Is there a way to import all my photos into Lightroom CC and then select/put them into folders/albums.  It's quite tedious to do it a folder at a time.


----------



## Jim Wilde (Oct 26, 2017)

Yes, if that's what you want to do. Use the Add Photos option and select your photos parent folder, that'll select all the photos in all the sub-folders below that parent. But make sure you understand that all those photos in full original form will subsequently be uploaded to the Adobe cloud, but additionally LRCC will first make a local copy of ALL those images, pending the upload. So if you going ahead with that, make sure you have sufficient disk space to copy all those images to on the drive that you have selected on the "Local Storage" tab of the LRCC preferences. If you've not set a specific location, LRCC will use the default area on your Macintosh HD.


----------



## clee01l (Oct 26, 2017)

If you have been with Lightroom through previous versions, you already have a Lightroom Catalog in LR5, LR6, or converted to LR7 (Classic).  You can migrate that catalog to the cloud in LRCC using the "Migrate Lightroom Catalog"  found on the File Menu. You will need enough room on the volume designated for Local Storage of LRCC files to accommodate every image file that you want to migrate. 
All of your Lightroom catalog collections including smart collections will be converted to LRCC albums.  If you have Smart Collections they are probably going to be useless in the cloud since the cloud albums are not dynamic.


----------



## Embassy (Oct 26, 2017)

OK. So I jumped in from now Classic to Cloud LRCC. Migrated the 13K pix. Now have a long filmstrip at the bottom of LR. I'm guessing the old structure (My Pictures/2017/Johnny's 1st bday/25 raw pix) is long gone. I see the structure starting with year and listing months. So, I now will have to rebuild using, what, keywords? Help.


----------



## clee01l (Oct 26, 2017)

Embassy said:


> OK. So I jumped in from now Classic to Cloud LRCC. Migrated the 13K pix. Now have a long filmstrip at the bottom of LR. I'm guessing the old structure (My Pictures/2017/Johnny's 1st bday/25 raw pix) is long gone. I see the structure starting with year and listing months. So, I now will have to rebuild using, what, keywords? Help.


When you migrated your LR6?LR Classic catalog file, LRCC created albums from your collections, If you weren't using collections, now you know why you should have.  You can still use Lightroom Classic with your local catalog.  Nothing has changed wrt how it works with folder and how LR6 worked with folders.
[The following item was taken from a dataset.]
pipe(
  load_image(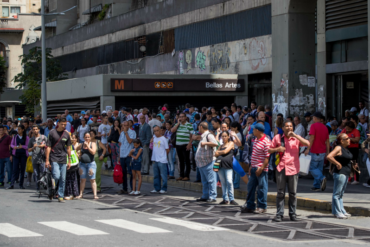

If you want to assign a keyword phrase like "Johnny's 1st bday"  for the images in that folder and then sync your Lightroom Classic to the cloud, LRCC will pick up those keywords and you can then create an album for the images that were formerly in that folder of that name.


----------



## Bryan Turner (Nov 8, 2017)

Migrate photos and videos from Lightroom Classic CC to Lightroom CC

This link describes the way to prepare for the migration.
I highly suggest any user read ALL of this info before attempting any migration.


----------